Go to your course induction, it’s a great way to meet your course mates. You will most likely have to endure the awkward ice breakers but it’s a good place to start and gets the conversation going.
Join any society/sports clubs, this is a really good way of making friends who have similar interests with you and will often involved lots of team events and meetups.
Take a look at what events are happening during the first few weeks, they will usually be advertised at your uni or on their social media sites. Find some people in your flat or course who are interested in those events too if you want to go with a group but remember to buy your tickets/wristbands in advance as they are often cheaper and will ensure your space.
This usually occurs during your first two weeks of university. There will be plenty of stands there to give you a better idea of what there is and what you can do in the local area. It is also the perfect opportunity to join sports teams and any society you are interested in. You can also stock up on all the freebies such as stationary, t-shirts, food, vouchers, wristbands and free samples.
Make yourself at home!
Decorate your room with posters, photo frames and stamp your own personality on your temporary home. Halls are not always the cosiest of places so make the most out of it. Remember to use white tack or non – mark tape to avoid charges or deductions from your deposit! Another handy tip is fill and hand in your inventory ASAP so that if there was damage when you arrived you are not to blame!
If you do go on a night out drinking, make sure you have downloaded the Uber app and have local taxi numbers saved in your phone, so you are never stranded in the middle of town without a way of getting home.
Make sure you stay with your friends, make sure you have their numbers on your phone so you can contact them if you lose them, always try to guarantee that you are not going home alone. Also, make sure your emergency contact (ICE) numbers are updated on you phone so they can be easily accessed in case of an emergency.
Remember to look after your physical and mental wellbeing while away at uni.
It is normal to feel a little home sick during your first few weeks away from home so ensure you surround yourself with friendly people, you are all in the same boat and they are most likely feeling it too.
Freshers’ flu is most definitely not a myth, it is essentially a cold, but you feel like you are dying. You can try to avoid the infamous freshers’ flu by exercising, eating right and increasing your vitamin C intake. If you’re unfortunate enough to already be infected then you can try and recover by drinking plenty of fluids, eating hot soup and getting lots of rest.
Although it may be tempting to blow your student loan in Freshers’ week on buying lots of unnecessary things because you can, don’t! Yes, have fun and put money aside to treat yourself and socialising but ensure that you have enough money for your rent, bills, books, travel, food and the months ahead. It is highly likely that an expenditure that you hadn’t planned for will arise and it’s always helpful if you have money set aside.
If you feel that your finances won’t stretch, then it may be worth looking for a part time job. The earlier you look, the less likely the competition, it’s always nice to have a bit of extra cash to save as well as showing an eager attitude to gain experience. Never think that your first year is too early to also acquire work experience via a placement or a voluntary role, juggling study and work is not always easy but will be a welcome asset to your CV and one that will impress in the future, proving that as well as having fun you are serious about your degree and your career prospects, we mention it a lot but experience is vital.
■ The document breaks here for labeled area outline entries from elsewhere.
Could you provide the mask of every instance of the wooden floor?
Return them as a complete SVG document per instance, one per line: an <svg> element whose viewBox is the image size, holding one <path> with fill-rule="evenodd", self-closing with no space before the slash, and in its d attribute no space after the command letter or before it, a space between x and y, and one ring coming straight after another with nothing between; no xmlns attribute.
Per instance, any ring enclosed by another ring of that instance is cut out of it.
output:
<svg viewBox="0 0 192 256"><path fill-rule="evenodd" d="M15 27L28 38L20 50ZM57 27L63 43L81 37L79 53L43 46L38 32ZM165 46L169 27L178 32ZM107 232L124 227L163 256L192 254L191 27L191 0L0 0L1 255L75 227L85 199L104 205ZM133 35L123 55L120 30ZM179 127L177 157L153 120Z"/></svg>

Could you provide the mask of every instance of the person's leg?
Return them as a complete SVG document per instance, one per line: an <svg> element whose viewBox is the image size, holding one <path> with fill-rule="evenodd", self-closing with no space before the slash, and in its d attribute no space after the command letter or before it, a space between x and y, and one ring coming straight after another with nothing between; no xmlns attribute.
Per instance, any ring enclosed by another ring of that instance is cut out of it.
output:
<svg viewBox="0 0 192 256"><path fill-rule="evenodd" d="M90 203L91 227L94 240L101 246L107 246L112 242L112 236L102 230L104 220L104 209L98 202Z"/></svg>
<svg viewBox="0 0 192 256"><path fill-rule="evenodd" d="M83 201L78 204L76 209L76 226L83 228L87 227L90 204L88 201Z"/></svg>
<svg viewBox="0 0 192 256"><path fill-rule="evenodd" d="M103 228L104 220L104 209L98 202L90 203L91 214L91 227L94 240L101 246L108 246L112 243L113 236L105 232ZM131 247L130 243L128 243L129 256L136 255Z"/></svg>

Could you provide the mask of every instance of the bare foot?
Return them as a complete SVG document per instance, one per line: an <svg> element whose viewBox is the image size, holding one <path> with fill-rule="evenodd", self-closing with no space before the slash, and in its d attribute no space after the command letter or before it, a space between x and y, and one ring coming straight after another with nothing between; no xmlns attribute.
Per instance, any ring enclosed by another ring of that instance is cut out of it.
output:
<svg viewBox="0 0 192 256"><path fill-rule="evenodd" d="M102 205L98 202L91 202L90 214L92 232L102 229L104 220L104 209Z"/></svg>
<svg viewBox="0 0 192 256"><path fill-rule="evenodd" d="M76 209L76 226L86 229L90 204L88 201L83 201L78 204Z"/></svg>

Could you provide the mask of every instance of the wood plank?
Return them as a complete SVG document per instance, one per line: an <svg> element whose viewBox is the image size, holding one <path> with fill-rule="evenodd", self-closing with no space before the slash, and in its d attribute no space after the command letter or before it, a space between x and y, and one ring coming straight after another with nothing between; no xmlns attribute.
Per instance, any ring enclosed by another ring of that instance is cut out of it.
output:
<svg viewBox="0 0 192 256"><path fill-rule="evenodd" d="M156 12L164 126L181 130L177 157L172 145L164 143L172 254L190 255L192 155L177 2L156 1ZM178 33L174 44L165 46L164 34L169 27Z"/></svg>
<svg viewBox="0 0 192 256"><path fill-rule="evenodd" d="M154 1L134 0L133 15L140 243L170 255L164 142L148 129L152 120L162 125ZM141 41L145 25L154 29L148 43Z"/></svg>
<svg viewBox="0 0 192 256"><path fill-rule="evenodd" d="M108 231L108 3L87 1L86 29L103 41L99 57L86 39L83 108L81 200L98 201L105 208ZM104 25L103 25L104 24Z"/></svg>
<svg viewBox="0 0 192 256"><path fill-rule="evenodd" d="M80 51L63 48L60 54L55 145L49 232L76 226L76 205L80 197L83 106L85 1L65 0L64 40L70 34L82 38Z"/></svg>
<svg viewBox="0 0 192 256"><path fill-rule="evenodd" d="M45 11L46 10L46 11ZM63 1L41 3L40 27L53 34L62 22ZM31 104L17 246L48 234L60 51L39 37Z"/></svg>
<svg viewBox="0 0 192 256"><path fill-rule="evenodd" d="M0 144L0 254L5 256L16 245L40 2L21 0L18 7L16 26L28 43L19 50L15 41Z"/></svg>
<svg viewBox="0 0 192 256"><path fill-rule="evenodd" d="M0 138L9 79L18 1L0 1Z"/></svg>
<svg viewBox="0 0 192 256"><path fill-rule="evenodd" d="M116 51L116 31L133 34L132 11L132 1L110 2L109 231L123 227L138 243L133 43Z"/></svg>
Also, think about purchasing a NUS Totum card or signing up to Unidays so you can make the most of your student status and get discounts off many brands.
The best advice I can give, which may sound cliché is embrace what university life has to offer and be yourself! This may be your first time away from home and it’s natural to feel nervous and overwhelmed with what lies ahead. It’s a life changing decision after all but it is also where you find independence, make new memories and study a subject that you are passionate about with like-minded people.